The reach of literary Brooklyn grows ever larger, as local hub BookCourt mounts a $300,000 campaign to convert the “Bibliobarn,” 160 miles north in the Catskills, into a “bookshop, event space, and writers’ retreat.” Upstaters, lock up your house-cured salume and artisinally sharpened pencils!
Joseph L. Badaracco has been assigning works of literature to his business ethics students at Harvard in order to “help [them] develop literature skills.” The Questions of Character author believes, “literature lets you see leaders and others from the inside. You share the sense of what they’re thinking and feeling.”
“The problem is that young children have terrible taste and enjoy garbage. Another problem, which compounds the first problem, is that they want to hear the same books hundreds of times in a row.

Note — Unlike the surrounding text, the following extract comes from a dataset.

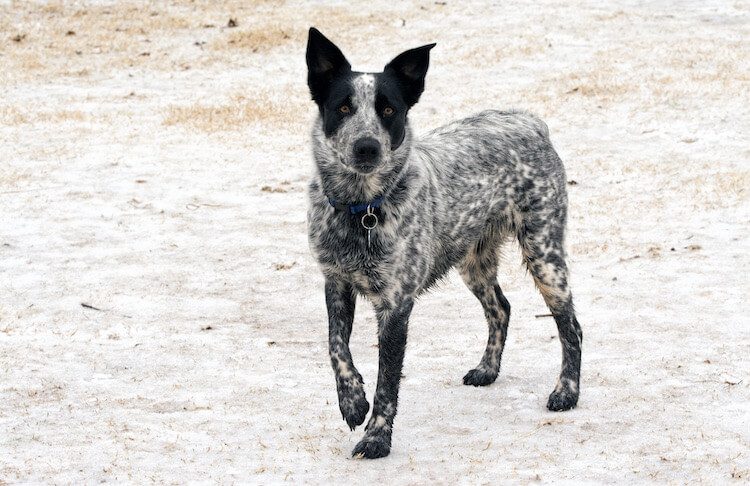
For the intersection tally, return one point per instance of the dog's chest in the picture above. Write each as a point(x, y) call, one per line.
point(342, 250)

So for all the joys that storytime can offer, it frequently entails a kind of dismal self-abnegation that’s too excruciating even to describe as tedium—an actively painful sense of my precious time on earth being torn from my chest and tossed into a furnace.” Gabriel Roth writes about the terrible Poky Little Puppy for Slate, and his complaints pair well with Jacob Lambert‘s Millions series, “Are Picture Books Leading Our Children Astray?” and “Again, I Ask…“
Now that we’ve casted the film adaptation of Donna Tartt’s The Goldfinch, we’d like to turn your attention to Chimamanda Ngozie Adichie’s Americanah, which may be involved in an upcoming collaboration with Oscar winner Lupita Nyong’o. Adichie framed the possibility this way in a recent interview: “I’m going to do the mysterious thing and say that Lupita might be making an announcement very soon.”
Some copies of Mad About the Boy – the latest installment in Helen Fielding’s Bridget Jones series – included passages from British actor David Jason’s memoir, which was being released on the same day. Supposedly the entire thing was one big mistake. Over at the LA Times, however, Dan Zevin imagines “a juicier scenario.”